Article IX, Section 2 of the constitution plainly reads: “the entire revenue derived from the common school fund and the state tax for common schools shall be exclusively applied to the support of the common schools.” Clear enough. The whole case hinged on the legal definition of “common schools,” and since School District No. 20 v. Bryan in 1909 it has always been this:
a common school, within the meaning of our constitution, is one that is common to all children of proper age and capacity, free, and subject to and under the control of the qualified voters of the school district. The complete control of the schools is a most important feature, for it carries with it the right of the voters, through their chosen agents, to select qualified teachers, with powers to discharge them if they are incompetent.
Charters, with their unelected appointed boards, totally outside the control of voters, clearly do not meet Bryan’s definition of common schools. I supposed the court could have engaged in judicial activism by futzing the issue for the sake of political expediency. Or perhaps it could have overturned the clear precedent established in Bryan. But there was no good reason to expect that the court would.
If I had to bet money I would have bet that I-1240 would be ruled unconstitutional, at least in part. And anybody with any experience reading the law could have at least foreseen this possibility. Hell, a lower court had already ruled as much!
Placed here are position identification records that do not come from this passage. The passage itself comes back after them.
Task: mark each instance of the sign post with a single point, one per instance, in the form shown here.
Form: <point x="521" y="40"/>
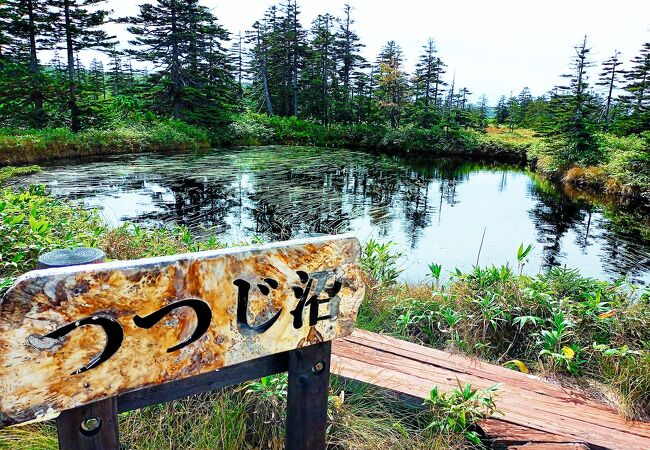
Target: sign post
<point x="83" y="343"/>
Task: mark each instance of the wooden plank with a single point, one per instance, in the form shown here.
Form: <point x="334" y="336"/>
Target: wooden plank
<point x="525" y="401"/>
<point x="72" y="336"/>
<point x="205" y="382"/>
<point x="89" y="427"/>
<point x="549" y="446"/>
<point x="309" y="370"/>
<point x="482" y="375"/>
<point x="502" y="435"/>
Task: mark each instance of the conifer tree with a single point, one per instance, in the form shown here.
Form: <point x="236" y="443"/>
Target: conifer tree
<point x="185" y="39"/>
<point x="80" y="29"/>
<point x="392" y="84"/>
<point x="572" y="124"/>
<point x="351" y="62"/>
<point x="608" y="79"/>
<point x="637" y="96"/>
<point x="428" y="75"/>
<point x="501" y="113"/>
<point x="26" y="26"/>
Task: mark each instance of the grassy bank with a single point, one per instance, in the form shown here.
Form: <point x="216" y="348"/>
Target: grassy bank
<point x="624" y="172"/>
<point x="32" y="146"/>
<point x="248" y="416"/>
<point x="590" y="334"/>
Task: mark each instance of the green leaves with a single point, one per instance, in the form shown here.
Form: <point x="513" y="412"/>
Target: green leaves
<point x="381" y="262"/>
<point x="26" y="226"/>
<point x="458" y="411"/>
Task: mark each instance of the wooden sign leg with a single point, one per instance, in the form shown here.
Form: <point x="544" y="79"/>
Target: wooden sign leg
<point x="90" y="427"/>
<point x="309" y="370"/>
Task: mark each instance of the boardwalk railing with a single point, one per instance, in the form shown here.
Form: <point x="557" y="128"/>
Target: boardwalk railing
<point x="83" y="343"/>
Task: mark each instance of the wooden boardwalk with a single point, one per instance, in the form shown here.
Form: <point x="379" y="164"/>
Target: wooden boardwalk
<point x="535" y="415"/>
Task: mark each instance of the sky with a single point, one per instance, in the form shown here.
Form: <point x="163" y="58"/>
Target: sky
<point x="494" y="47"/>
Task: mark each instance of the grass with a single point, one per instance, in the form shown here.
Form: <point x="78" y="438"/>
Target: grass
<point x="10" y="172"/>
<point x="557" y="323"/>
<point x="249" y="416"/>
<point x="30" y="146"/>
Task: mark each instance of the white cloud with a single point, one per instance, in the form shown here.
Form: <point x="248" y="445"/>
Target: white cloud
<point x="493" y="46"/>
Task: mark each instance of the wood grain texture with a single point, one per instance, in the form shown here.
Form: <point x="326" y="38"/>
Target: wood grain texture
<point x="309" y="370"/>
<point x="524" y="400"/>
<point x="37" y="379"/>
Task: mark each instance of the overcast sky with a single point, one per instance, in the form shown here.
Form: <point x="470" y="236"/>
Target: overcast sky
<point x="493" y="47"/>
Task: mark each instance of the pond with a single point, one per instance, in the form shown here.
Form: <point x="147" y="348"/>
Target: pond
<point x="440" y="210"/>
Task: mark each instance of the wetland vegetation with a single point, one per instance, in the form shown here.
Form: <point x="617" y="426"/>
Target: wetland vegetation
<point x="190" y="138"/>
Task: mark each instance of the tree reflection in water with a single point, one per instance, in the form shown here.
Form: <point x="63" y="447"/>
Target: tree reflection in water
<point x="432" y="207"/>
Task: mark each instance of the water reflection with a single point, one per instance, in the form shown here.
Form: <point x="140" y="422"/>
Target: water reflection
<point x="436" y="210"/>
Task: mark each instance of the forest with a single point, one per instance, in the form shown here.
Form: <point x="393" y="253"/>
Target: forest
<point x="284" y="82"/>
<point x="198" y="138"/>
And yet, charter school operators rushed to start up charters before the court released its opinion—perhaps betting that the court would be loath to dismantle the schools once established. If that was their gambit, they gambled and lost. Or rather, the children enrolled in these schools lost, victims of a stupid if not cynical effort to start up charter schools before the charter school law was legally settled.
Argue all you want with the legal reasoning behind the court’s 6-3 decision—the dissent makes a reasonable argument as well. But the point here is that this ruling was always possible if not likely, and thus it was irresponsible bordering on malpractice to open charter schools to enrollment before the legal issues were fully settled. It’s not the justices who are to blame for the predicament these charter school students find themselves in, it’s the charter school operators who opened their schools knowing full well that the court might soon deliver a legally mortal blow.